Innovative Shelter Solutions for Asia’s Harshest Environments: ABB Partners with Aga Khan Agency for Habitat
The remote mountain regions of Central and South Asia harbor some of the world’s most beautiful landscapes — and some of its harshest environments. Large-scale natural disasters like earthquakes and floods are, unfortunately, both unusually common and unusually deadly here. Political instability and generational poverty in places like Afghanistan, Tajikistan, and the contested borderlands claimed by India and Pakistan compound the already monumental challenges local residents face.
Many residents of these harsh lands live in small towns or rural communities underserved by traditional infrastructure. Some live in solid houses, but others have more rudimentary dwellings prone to damage or collapse in natural disasters or even run-of-the-mill storms. Even in the best of times, “building stronger” is not always an option in resource-poor communities. After a disaster, it’s all but impractical.
To that end, Karim Allana and a dedicated group of professionals at Allana Buick & Bers (ABB) are working on a shelter solution that could meaningfully improve safety, comfort, and quality of life for millions of people in this part of the world. In partnership with Aga Khan Agency for Habitat, an initiative of the Aga Khan Development Network, the ABB team is working to improve a modular shelter system designed for rugged environments.
The work builds on a partnership between Aga Khan Agency for Habitat and Better Shelter, a Swedish enterprise that offers low-cost, modular shelter solutions for displaced and vulnerable populations. Better Shelter began as a collaboration between the Ikea Foundation and the UN Refugee Agency (UNHCR) back in 2010 and has steadily expanded its work serving disaster-impacted communities in the years since.
ABB is providing materials and consulting on an improved design for a prototype emergency shelter that can house individuals and families at scale following natural disasters. The 300- to 500-square-foot prototype is expected to improve upon existing models with a focus on durability, ability to withstand the subzero temperatures frequently observed during Himalayan winters, earthquakes, floods and other disasters and ease of setup in communities without electricity service.

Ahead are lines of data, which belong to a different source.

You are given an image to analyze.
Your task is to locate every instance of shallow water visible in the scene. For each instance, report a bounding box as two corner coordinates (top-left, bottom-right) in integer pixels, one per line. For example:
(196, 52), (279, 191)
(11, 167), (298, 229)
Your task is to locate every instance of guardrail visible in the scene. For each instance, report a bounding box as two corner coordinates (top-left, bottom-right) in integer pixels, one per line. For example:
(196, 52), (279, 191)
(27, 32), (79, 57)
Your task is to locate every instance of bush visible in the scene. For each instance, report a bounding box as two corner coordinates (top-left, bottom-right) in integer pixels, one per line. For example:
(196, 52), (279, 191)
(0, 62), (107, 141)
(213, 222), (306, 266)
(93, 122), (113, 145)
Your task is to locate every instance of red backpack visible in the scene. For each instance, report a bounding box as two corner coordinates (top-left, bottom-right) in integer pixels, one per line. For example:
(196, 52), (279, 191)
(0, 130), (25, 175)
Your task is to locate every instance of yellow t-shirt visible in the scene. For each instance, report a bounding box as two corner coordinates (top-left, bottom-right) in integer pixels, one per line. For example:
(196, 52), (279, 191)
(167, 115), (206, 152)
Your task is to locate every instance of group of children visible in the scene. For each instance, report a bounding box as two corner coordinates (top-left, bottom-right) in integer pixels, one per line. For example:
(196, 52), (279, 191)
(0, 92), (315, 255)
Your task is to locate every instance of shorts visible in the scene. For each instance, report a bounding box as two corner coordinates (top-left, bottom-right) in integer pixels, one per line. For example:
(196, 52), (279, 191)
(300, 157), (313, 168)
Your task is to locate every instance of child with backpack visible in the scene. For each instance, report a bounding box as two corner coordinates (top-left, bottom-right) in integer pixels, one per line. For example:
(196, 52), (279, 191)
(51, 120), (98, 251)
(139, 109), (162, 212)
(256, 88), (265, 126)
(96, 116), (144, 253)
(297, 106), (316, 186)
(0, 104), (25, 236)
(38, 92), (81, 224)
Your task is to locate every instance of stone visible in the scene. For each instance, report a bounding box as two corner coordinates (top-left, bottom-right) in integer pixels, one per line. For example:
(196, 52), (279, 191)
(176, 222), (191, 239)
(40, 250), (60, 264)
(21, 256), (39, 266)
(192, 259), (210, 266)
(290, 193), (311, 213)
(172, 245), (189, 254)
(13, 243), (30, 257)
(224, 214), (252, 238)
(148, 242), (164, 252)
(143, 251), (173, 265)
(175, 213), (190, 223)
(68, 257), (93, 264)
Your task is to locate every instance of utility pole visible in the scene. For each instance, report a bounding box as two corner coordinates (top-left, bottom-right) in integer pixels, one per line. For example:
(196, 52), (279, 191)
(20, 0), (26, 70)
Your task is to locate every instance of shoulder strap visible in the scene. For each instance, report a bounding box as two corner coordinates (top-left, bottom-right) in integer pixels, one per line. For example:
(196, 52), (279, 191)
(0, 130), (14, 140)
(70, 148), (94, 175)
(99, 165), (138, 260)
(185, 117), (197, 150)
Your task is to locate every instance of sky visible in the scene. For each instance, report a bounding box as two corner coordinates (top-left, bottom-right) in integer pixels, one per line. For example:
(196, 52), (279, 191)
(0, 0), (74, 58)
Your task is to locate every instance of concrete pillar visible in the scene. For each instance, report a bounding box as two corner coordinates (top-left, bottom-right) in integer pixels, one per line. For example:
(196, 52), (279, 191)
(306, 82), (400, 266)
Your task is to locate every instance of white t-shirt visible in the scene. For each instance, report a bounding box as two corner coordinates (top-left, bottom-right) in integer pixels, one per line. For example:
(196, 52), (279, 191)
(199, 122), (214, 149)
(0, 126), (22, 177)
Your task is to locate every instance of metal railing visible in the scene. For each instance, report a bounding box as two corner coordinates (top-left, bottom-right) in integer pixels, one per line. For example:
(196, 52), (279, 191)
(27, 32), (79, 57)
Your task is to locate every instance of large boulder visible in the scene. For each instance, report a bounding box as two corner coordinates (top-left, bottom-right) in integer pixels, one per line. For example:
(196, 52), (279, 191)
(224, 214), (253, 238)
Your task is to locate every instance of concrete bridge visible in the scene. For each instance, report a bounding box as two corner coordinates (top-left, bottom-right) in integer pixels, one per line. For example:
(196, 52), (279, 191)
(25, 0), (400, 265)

These shelters must be able to last for years, if not decades, as communities wait on rebuilding aid to reach them. They must also be designed to accommodate larger families with a range of cultural needs. They must be modular for ease of expansion and modification — a recognition that, for better or worse, these are often semi-permanent lodgings. Finally, they must be easy to deliver along complex supply chains, from “first mile” shipping to transoceanic ocean transport to “last mile” delivery into remote mountain areas with rudimentary-at-best road systems.
ABB’s work won’t be done after the consultation phase. The team plans to collaborate with Aga Khan Agency for Habitat on their shelter-design efforts to date, take note of lessons learned, and then develop a prototype that better serves the needs of the region’s population. After that, the real work begins: sourcing materials, building, and testing the prototype itself.
This will be a multi-year effort, to be sure. But the potential payoff is enormous. Aga Khan Agency for Habitat has served more than 3 million people to date, building safe water systems for more than 600,000 people and constructing some 5,000 basic institutional structures — schools, hospitals, community centers — using the latest in resilient construction technology. With ABB’s help, it’s poised to make an even greater impact on an even more basic level: ensuring reliable and durable access to life-sustaining shelter amid unimaginable hardship.